Przygodę taką miałem już z 4 razy. Dzisiaj zaparkowałem pod urzędem miasta na lekkim spadzie, tak, że przód samochodu był lekko uniesiony do góry i samochód lekko przechylony na prawą stronę. Spędziłem ponad godzine zanim dobrze go poprzestawiałem, żeby maska była skierowana delikatnie w dół, poczekał tak z 10-15 minut bez kluczyków w stacyjce i odpalił jak gdyby nigdy nic. Kontrolka od świec się załączyła i odpalił 'na strzała'.
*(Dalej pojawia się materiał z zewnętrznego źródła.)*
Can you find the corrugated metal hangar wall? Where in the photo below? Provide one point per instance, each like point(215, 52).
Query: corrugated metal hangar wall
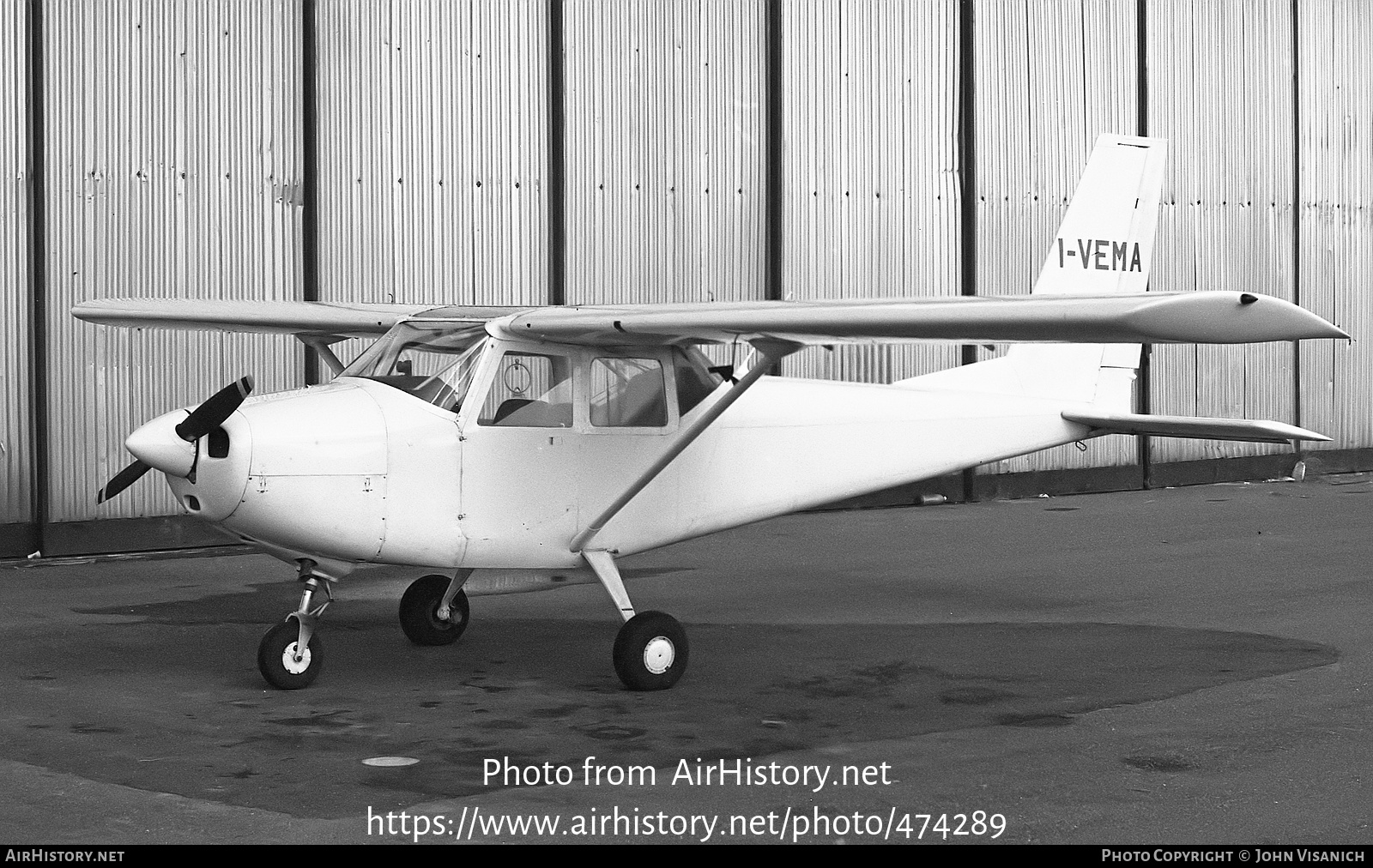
point(556, 151)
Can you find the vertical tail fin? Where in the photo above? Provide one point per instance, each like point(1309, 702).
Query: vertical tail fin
point(1104, 244)
point(1105, 241)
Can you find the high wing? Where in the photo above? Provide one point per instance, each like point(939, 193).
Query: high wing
point(305, 319)
point(1141, 317)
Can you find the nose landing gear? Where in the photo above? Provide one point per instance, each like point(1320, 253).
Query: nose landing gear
point(290, 655)
point(651, 648)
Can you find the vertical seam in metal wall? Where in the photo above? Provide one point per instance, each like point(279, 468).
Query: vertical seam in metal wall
point(967, 219)
point(1141, 123)
point(1297, 216)
point(773, 155)
point(38, 276)
point(556, 158)
point(311, 205)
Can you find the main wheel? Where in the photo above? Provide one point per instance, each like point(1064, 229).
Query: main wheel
point(419, 612)
point(650, 651)
point(276, 658)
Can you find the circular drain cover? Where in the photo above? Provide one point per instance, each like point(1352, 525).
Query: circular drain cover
point(390, 761)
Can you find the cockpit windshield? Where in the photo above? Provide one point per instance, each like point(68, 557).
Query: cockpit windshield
point(430, 359)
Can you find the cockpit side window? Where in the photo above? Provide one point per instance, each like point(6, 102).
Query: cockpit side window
point(532, 390)
point(695, 382)
point(628, 393)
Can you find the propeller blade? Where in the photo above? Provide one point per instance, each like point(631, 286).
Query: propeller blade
point(215, 411)
point(121, 481)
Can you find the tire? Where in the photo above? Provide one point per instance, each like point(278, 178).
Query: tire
point(651, 651)
point(276, 653)
point(419, 612)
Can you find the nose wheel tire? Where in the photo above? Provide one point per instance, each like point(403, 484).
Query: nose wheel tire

Samochód był podłączany jakiś miesiąc temu na komputer jak mi się to wydarzyło drugi raz, komputer pokazał jedynie przekaznik układu świec do wymiany (bo dodatkowo gasł podczas jazdy), wymieniłem tego samego dnia i już więcej nie zgasł podczas jazdy. Do tego w zeszłym tygodniu wymieniłem olej, filtr oleju i filtr paliwa.
Wysyłam zdjęcia kabli bo przyznam szczerze, że się nie znam a te kable "sznurówki" wyglądają tak troche jakby trzeba było je wymienić. Na terenie w miare prostym jak samochód stoi nigdy nie mam problemu z jego odpaleniem.
Proszę o pomoc, z góry dziękuję za każdą odpowiedź.